SCD Type 2: the history the business didn't know it needed

The sales director shows up at the Monday morning meeting with a simple question: “How many customers did we have in the North region last June?”

The DWH’s answer: silence.

Not because the system was down, or the table was missing. The data was there, technically. But it was wrong. The DWH returned the customers currently in the North region — not the ones that were there in June. Because every night, the loading process overwrote the customer master data with current values, erasing any trace of what came before.

A customer who was in the North region in June and moved to the Central region in September? As far as the DWH was concerned, that customer had always been in the Central region. History didn’t exist.
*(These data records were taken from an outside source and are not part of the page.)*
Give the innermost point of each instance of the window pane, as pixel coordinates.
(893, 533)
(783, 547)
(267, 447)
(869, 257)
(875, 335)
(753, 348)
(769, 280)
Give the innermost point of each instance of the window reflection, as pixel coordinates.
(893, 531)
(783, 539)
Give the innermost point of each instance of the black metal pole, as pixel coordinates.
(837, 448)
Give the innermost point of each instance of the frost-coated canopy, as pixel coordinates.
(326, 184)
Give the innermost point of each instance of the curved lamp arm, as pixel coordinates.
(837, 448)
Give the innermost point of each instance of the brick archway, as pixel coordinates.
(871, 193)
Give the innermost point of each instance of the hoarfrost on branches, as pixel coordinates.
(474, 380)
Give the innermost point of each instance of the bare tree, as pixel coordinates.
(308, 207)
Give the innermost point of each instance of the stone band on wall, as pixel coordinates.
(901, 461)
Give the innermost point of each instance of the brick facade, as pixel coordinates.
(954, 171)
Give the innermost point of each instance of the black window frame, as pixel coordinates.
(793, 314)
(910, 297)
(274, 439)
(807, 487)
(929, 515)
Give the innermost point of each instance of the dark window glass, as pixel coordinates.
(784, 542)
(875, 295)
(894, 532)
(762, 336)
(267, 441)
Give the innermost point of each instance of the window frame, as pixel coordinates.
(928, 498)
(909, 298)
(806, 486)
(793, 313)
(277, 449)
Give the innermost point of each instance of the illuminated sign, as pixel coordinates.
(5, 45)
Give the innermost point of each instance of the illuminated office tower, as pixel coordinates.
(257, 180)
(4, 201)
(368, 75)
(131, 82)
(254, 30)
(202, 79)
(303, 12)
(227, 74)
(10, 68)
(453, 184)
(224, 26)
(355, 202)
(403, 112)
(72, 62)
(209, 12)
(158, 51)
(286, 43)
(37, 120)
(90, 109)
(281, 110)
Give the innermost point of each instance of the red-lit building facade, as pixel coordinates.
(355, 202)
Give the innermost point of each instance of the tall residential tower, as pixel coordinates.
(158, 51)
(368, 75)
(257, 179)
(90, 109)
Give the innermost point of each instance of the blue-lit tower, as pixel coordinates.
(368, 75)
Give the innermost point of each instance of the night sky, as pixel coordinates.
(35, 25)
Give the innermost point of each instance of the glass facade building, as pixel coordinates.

The project and the original model #

The context was a data warehouse in the insurance sector — claims management and customer portfolio. The source system held a master record for each customer: name, region, assigned agent, risk class, policy type.

The DWH dimension was modeled like this:

CREATE TABLE dim_customer (
    customer_id     NUMBER(10)    NOT NULL,
    name            VARCHAR2(100) NOT NULL,
    region          VARCHAR2(50)  NOT NULL,
    agent           VARCHAR2(100),
    risk_class      VARCHAR2(20),
    policy_type     VARCHAR2(50),
    CONSTRAINT pk_dim_customer PRIMARY KEY (customer_id)
);

The nightly ETL was a simple MERGE : if the customer exists, update all fields; if not, insert.

MERGE INTO dim_customer d
USING stg_customer s ON (d.customer_id = s.customer_id)
WHEN MATCHED THEN UPDATE SET
    d.name        = s.name,
    d.region      = s.region,
    d.agent       = s.agent,
    d.risk_class  = s.risk_class,
    d.policy_type = s.policy_type
WHEN NOT MATCHED THEN INSERT (
    customer_id, name, region, agent, risk_class, policy_type
) VALUES (
    s.customer_id, s.name, s.region, s.agent, s.risk_class, s.policy_type
);

Simple, clean, fast. And completely wrong for a data warehouse.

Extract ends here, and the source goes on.